Nurmagomedov: Im Moment ist Israel Adesanya richtig gut drauf. Außerdem haben Stipe Miocic und Piotr Yan gute Leistungen gezeigt. Piotr Yan hat sich toll entwickelt, große Namen geschlagen und wurde Champion. Dustin Poirier ist ebenfalls in einer guten Verfassung. Er hat in den vergangenen Jahren viele starke Gegner geschlagen und nur gegen mich verloren. Nummer fünf ist für mich Kamaru Usman. Schauen Sie sich an, wieviele starke Gegner Usman geschlagen hat! Er steht jetzt bei 11-0 in der UFC. Er hat alle seine Gegner dominiert. Kamaru hat mich beeindruckt. Wenn er seinen Titel in den nächsten Jahren noch drei bis viermal verteidigt, kann er der beste Weltergewichtler aller Zeiten werden. Dann kann er sich mit Georges St-Pierre streiten, wer der Beste ist.

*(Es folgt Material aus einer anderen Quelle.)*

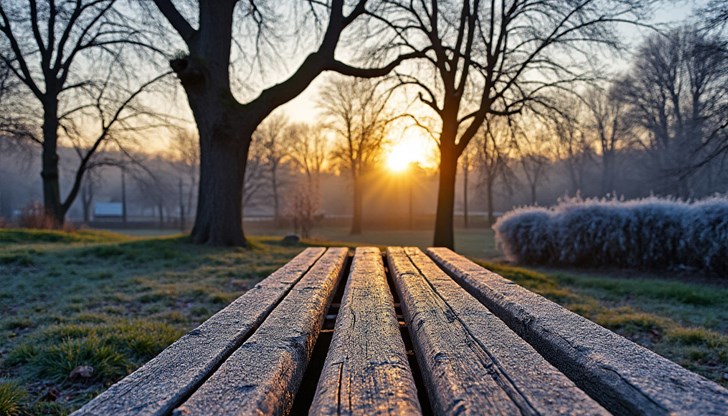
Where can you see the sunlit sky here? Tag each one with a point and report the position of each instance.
(404, 146)
(413, 146)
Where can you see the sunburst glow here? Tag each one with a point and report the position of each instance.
(403, 153)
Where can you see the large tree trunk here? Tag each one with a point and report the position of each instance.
(444, 233)
(223, 156)
(224, 127)
(357, 214)
(51, 187)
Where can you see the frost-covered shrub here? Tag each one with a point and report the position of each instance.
(650, 233)
(528, 234)
(706, 235)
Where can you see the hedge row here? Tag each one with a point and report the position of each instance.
(650, 233)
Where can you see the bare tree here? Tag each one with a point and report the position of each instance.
(256, 178)
(356, 111)
(497, 57)
(494, 143)
(607, 121)
(675, 95)
(271, 134)
(226, 125)
(307, 148)
(44, 44)
(186, 160)
(91, 182)
(573, 146)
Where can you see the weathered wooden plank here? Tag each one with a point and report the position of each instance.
(366, 370)
(623, 376)
(262, 376)
(164, 382)
(471, 361)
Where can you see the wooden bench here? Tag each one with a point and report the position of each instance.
(411, 333)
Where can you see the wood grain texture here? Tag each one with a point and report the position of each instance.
(263, 375)
(471, 361)
(366, 370)
(623, 376)
(164, 382)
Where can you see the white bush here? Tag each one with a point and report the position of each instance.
(650, 233)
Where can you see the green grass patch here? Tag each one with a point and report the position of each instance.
(30, 236)
(80, 310)
(682, 321)
(13, 399)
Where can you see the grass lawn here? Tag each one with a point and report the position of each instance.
(113, 302)
(108, 301)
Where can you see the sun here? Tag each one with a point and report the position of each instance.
(403, 153)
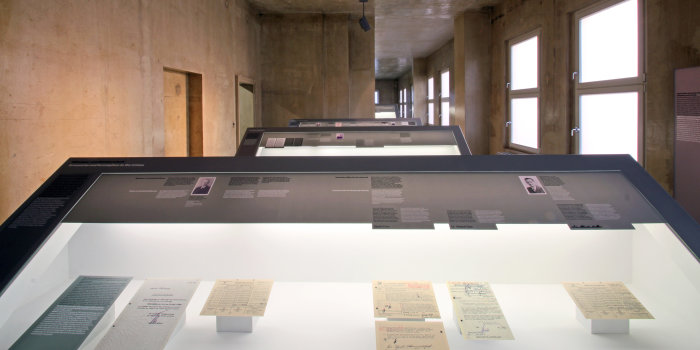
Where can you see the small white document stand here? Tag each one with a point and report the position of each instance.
(603, 326)
(238, 324)
(100, 329)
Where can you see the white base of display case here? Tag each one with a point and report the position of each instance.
(243, 324)
(603, 326)
(100, 329)
(405, 319)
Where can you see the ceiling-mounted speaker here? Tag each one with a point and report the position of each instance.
(365, 24)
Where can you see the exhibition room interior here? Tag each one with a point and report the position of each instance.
(440, 173)
(118, 79)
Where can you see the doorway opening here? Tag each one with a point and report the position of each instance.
(182, 111)
(245, 102)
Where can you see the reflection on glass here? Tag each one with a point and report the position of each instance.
(431, 89)
(523, 64)
(445, 84)
(609, 43)
(609, 123)
(431, 113)
(523, 131)
(445, 113)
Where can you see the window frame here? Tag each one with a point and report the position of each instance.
(431, 100)
(442, 99)
(523, 93)
(631, 84)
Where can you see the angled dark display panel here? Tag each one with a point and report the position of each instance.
(324, 228)
(353, 141)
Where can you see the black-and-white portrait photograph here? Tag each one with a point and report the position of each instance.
(532, 185)
(203, 186)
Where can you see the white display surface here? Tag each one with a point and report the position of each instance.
(333, 151)
(322, 293)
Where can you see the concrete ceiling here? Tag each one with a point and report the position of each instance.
(403, 29)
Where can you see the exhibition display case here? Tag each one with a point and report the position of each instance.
(354, 141)
(314, 123)
(324, 228)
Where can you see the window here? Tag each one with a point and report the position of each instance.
(523, 93)
(431, 101)
(404, 104)
(609, 81)
(445, 98)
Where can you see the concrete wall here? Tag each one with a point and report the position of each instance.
(388, 93)
(316, 66)
(672, 39)
(85, 78)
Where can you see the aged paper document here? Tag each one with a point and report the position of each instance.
(404, 299)
(234, 297)
(410, 335)
(477, 311)
(606, 300)
(68, 322)
(151, 317)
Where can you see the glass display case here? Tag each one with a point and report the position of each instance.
(333, 123)
(324, 228)
(354, 141)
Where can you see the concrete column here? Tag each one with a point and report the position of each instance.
(420, 90)
(472, 50)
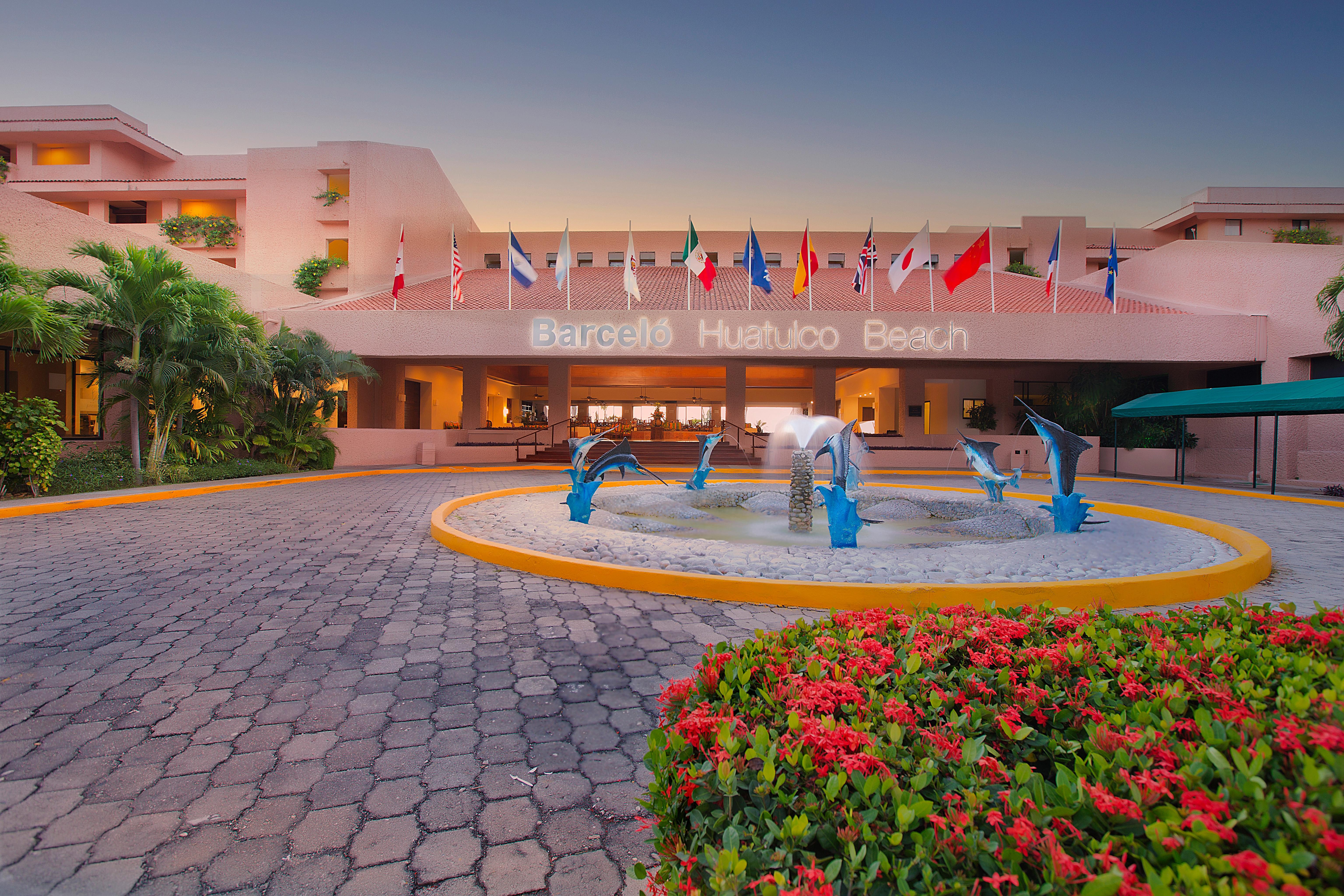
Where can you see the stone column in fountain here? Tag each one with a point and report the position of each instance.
(800, 492)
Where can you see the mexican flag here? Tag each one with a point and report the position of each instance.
(697, 259)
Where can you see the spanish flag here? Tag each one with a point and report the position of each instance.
(807, 265)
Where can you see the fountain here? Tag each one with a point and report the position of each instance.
(704, 468)
(584, 484)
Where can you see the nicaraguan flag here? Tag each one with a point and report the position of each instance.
(1112, 269)
(756, 262)
(518, 264)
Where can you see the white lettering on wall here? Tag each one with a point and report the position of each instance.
(546, 335)
(878, 336)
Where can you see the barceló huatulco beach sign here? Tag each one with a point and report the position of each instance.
(647, 335)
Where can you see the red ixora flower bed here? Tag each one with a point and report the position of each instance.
(1009, 751)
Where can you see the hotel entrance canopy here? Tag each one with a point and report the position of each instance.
(1269, 399)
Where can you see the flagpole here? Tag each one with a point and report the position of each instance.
(1060, 262)
(991, 269)
(929, 264)
(686, 261)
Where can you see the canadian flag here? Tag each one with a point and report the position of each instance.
(916, 256)
(398, 273)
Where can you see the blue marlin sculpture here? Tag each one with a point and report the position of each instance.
(704, 468)
(982, 459)
(586, 483)
(842, 510)
(1062, 452)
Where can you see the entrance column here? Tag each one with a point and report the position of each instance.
(736, 393)
(474, 396)
(824, 392)
(557, 394)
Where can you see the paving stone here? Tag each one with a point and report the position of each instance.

Apropos Georges St-Pierre: Die Welt träumt von einem Kampf zwischen Ihnen und GSP. Es war der Traum Ihres Vaters. Georges sagte vor einigen Tagen aber auch, dass alles perfekt passen muss, damit dieser Kampf stattfindet. Was sagen Sie dazu?

Nurmagomedov: Wenn Georges St-Pierre davon spricht, dass alles perfekt passen muss, dann redet er meiner Meinung nach über Geld. Wenn ihm die UFC die Summe bezahlt, die er will, wird der Kampf stattfinden. Für mich ergibt nach Gaethje nur noch der Kampf gegen GSP Sinn. Er steht natürlich unter Zeitdruck, da er fast 40 Jahre alt ist. Da wird das richtig hart, alleine der Weight-Cut. Er müsste gegen einen der Besten aller Zeiten antreten, der auf der Höhe seiner Leistungsfähigkeit ist. Was das Datum angeht, wäre der April super, direkt vor dem Ramadan. Die UFC hätte jetzt sechs Monate Zeit, den Kampf zu promoten. Wir könnten das perfekt aufbauen.

Conor McGregor wird voraussichtlich im Januar gegen Dustin Poirier kämpfen. Wenn der Kampf wirklich stattfindet: Wer wird gewinnen?

Nurmagomedov: Ich mag das Wort "wenn" nicht. Komm doch zurück und zeig etwas! Aber immer nur "wenn", "wenn", "wenn". Ich kann auch sagen: Wenn ich 35 Kämpfe am Stück gewinne oder wenn ich bei 50-0 in meiner Kampfbilanz stehe. Junge Kämpfer, die gerade ihre Karriere beginnen, können sagen: Was passiert, wenn ich bei 30-0 stehe und unbesiegt bin? Und viele Menschen werden dann sagen: Das ist fast unmöglich! Aber ich bin jetzt nur noch zwei Schritte davon entfernt, bei 30-0 zu stehen und einer der größten Kämpfer in diesem Sport zu werden. Warum soll ich da über Leute sprechen, die nur in der Kategorie "wenn" denken? Bei UFC 254 habe ich einen riesigen Kampf gegen einen starken Gegner an einem tollen Austragungsort. Das wird der größte Kampf des Jahres. Da muss ich nicht über Menschen sprechen, die immer nur "wenn" sagen.